16 x 16 (Nearest Neighbor)
01 01 01 01 02 02 02 02 03 03 03 03 04 04 04 04
01 01 01 01 02 02 02 02 03 03 03 03 04 04 04 04
01 01 01 01 02 02 02 02 03 03 03 03 04 04 04 04
01 01 01 01 02 02 02 02 03 03 03 03 04 04 04 04
05 05 05 05 06 06 06 06 07 07 07 07 08 08 08 08
05 05 05 05 06 06 06 06 07 07 07 07 08 08 08 08
05 05 05 05 06 06 06 06 07 07 07 07 08 08 08 08
09 09 09 09 10 10 10 10 11 11 11 11 12 12 12 12
09 09 09 09 10 10 10 10 11 11 11 11 12 12 12 12
09 09 09 09 10 10 10 10 11 11 11 11 12 12 12 12
13 13 13 13 14 14 14 14 15 15 15 15 16 16 16 16
13 13 13 13 14 14 14 14 15 15 15 15 16 16 16 16
13 13 13 13 14 14 14 14 15 15 15 15 16 16 16 16
17 17 17 17 18 18 18 18 19 19 19 19 20 20 20 20
17 17 17 17 18 18 18 18 19 19 19 19 20 20 20 20
17 17 17 17 18 18 18 18 19 19 19 19 20 20 20 20

We can break this code into two parts: first, getting the scaling ratio, and second, copying the pixel from the old image based on the ratio.

The formula for ratios and proportion is as follows:

a : b = ma : mb,
A = ma, B = mb
where m is a constant.

We can rewrite this formula to get m.

m = a / A

Applied to our code, this can be used to calculate the ratio of the new resolution against the old resolution.

var xRatio = (double)oldWidth / newWidth;

Do the same for y-value.

var yRatio = (double)oldHeight / newHeight;

Looping through each new pixel of the new matrix, we can then determine which pixel to copy from the old matrix.

var xUnscaled = (int)(x * xRatio);

And again, repeat the same process for y-value.

var yUnscaled = (int)(y * yRatio);

C# Code to Handle Bitmaps

The code to handle bitmaps is similar to how we handled a matrix. The difference is we handled each pixel and copied it to the new Bitmap.
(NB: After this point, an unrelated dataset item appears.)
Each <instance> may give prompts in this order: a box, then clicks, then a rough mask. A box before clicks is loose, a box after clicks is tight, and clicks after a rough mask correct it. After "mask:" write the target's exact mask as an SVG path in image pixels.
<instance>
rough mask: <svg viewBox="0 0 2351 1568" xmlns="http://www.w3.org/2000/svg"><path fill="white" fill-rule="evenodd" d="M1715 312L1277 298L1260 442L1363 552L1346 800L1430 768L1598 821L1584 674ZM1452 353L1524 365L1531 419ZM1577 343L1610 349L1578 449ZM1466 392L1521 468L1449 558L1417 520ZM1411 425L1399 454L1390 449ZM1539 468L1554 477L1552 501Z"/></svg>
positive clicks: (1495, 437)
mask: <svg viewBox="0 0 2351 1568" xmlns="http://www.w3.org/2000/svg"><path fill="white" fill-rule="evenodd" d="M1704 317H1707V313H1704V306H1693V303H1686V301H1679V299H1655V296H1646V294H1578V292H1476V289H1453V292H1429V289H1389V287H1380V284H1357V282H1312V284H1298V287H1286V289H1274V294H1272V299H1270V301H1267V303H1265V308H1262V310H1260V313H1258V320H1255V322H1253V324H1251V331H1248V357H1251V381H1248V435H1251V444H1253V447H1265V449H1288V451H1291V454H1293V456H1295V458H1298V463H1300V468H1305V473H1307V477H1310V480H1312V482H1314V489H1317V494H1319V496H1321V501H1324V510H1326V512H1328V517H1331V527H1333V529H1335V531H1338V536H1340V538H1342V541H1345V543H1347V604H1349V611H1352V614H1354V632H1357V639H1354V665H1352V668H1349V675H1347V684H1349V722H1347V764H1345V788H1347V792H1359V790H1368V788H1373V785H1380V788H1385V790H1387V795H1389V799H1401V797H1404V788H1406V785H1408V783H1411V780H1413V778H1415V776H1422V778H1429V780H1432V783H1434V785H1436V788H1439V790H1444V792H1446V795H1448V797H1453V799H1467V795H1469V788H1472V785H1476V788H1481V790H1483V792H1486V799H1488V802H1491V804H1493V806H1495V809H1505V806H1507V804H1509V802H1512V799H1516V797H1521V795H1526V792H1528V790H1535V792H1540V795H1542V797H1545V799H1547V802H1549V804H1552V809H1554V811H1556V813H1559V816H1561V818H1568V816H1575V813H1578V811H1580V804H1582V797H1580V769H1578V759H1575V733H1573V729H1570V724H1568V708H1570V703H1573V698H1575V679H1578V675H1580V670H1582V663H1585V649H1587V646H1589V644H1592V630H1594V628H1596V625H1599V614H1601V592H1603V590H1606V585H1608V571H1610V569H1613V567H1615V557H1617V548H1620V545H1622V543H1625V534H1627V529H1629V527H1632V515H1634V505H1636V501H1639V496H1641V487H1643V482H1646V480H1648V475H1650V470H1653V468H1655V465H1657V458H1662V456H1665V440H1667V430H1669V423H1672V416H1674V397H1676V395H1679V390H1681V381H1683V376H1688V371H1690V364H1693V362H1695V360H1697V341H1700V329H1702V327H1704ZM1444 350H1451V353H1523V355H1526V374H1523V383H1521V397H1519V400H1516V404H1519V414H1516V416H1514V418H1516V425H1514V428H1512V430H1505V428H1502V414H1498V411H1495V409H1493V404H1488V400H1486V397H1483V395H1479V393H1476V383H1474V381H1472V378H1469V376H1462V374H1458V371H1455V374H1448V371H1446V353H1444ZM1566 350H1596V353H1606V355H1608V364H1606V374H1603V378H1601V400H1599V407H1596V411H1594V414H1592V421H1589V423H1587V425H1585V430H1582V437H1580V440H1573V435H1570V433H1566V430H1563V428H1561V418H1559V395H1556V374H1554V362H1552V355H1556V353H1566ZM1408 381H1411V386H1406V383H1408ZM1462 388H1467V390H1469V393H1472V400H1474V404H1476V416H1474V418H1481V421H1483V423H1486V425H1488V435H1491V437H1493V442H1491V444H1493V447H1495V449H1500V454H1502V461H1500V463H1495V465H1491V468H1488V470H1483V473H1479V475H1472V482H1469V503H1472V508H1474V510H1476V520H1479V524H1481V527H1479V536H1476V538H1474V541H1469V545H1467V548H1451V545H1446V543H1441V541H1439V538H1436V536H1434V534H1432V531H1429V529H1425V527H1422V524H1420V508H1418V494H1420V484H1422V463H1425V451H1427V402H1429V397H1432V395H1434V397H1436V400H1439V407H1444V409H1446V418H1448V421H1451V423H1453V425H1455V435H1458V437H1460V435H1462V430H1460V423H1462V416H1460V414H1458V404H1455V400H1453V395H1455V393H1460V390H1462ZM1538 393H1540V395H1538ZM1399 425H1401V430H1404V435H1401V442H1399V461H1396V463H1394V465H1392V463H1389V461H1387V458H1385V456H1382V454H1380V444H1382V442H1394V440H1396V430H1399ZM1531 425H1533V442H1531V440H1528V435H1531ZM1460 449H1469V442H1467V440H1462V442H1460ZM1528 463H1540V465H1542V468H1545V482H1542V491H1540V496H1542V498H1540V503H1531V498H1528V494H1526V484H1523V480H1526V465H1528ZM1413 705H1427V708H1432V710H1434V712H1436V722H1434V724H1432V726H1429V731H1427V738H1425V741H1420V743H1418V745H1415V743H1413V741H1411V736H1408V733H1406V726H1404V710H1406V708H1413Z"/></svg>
var oldImg = new Bitmap(filename: "IMG_20190526_130340.jpg");

ResizeImageNearestNeighbor(oldImg, newWidth: oldImg.Width * 4, newHeight: oldImg.Height * 4)
.Save("IMG_20190526_130340_nearestneighbor.jpg", ImageFormat.Jpeg);

Results

Original Image
Resized Four Times Larger Using Nearest Neighbor Interpolation.

[1] Wikipedia Contributors. (2022, January 18). Image scaling. Wikipedia; Wikimedia Foundation. https://en.wikipedia.org/wiki/Image_scaling

[2] Wikipedia Contributors. (2021, September 1). Nearest-neighbor interpolation. Wikipedia; Wikimedia Foundation. https://en.wikipedia.org/wiki/Nearest-neighbor_interpolation

[3] This is an image from the Wikimedia Commons.